Hacker News new | ask | show | jobs
by mrb 3484 days ago
"not even radio-compatible"

Bluetooth 1.0 uses GFSK at 1 Msym/s, just like BLE / Bluetooth 4.0. So it's the same r/f modulation protocol (it's the higher layers that are incompatible.) Is it the actual GFSK parameters, eg. frequency shifts, that are different?

I know that Bluetooth 2.0 and 3.0 use different r/f modulation (π/4-QPSK and 8DPSK at 1 Msym/s), but why do people say Bluetooth 4.0 is so different when it seems to be the same as Bluetooth 1.0?

1 comments

One difference is that BLE uses 40 channels in its adaptive frequency hopping scheme, from Wikipedia: "Instead of the Classic Bluetooth 79 1-MHz channels, Bluetooth Smart has 40 2-MHz channels"

Now that I write it out, I see that frequency hopping would count as a "higher layer," but I think it's still managed in hardware, which could be why there are many BLE-only chips. It's possible the GFSK parameters are also different, and of course the layers above the link manager are vastly different (for some reason).

https://en.wikipedia.org/wiki/Bluetooth_low_energy#Technical...

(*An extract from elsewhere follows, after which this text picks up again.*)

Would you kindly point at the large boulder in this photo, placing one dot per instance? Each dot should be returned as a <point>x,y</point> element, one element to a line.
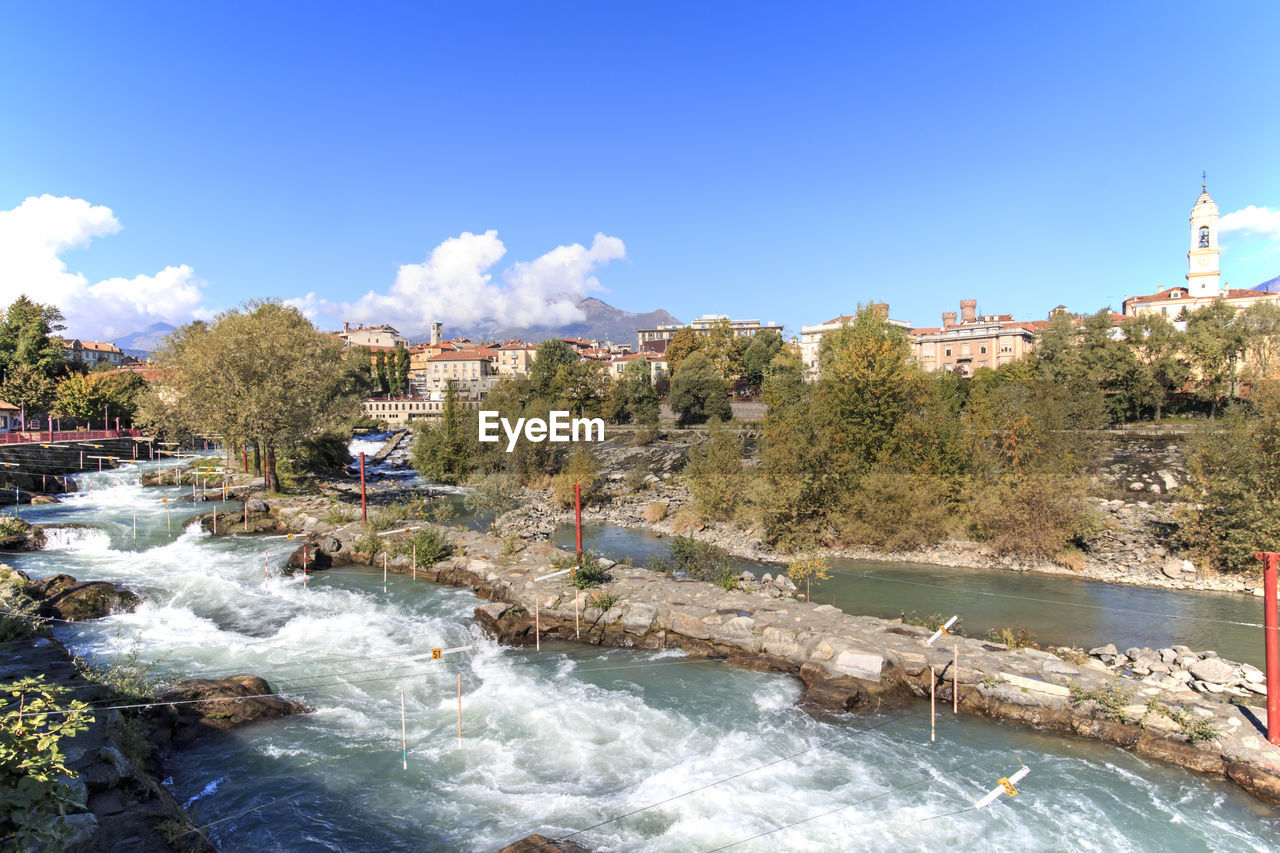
<point>204,706</point>
<point>74,601</point>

A major difference is that while original Bluetooth used time-based channel hopping BLE uses sequence-based channel hopping. This means you don't have to keep your local clock or receiver running to know what channel to listen to, rather you listen on a given channel just before you want to speak/receive something and once something shows up there you know where you are in the sequence. BLE-only chips can basically be entirely powered off most of the time without losing connection, whereas bluetooth needs a running clock or a large receive window to stay connected.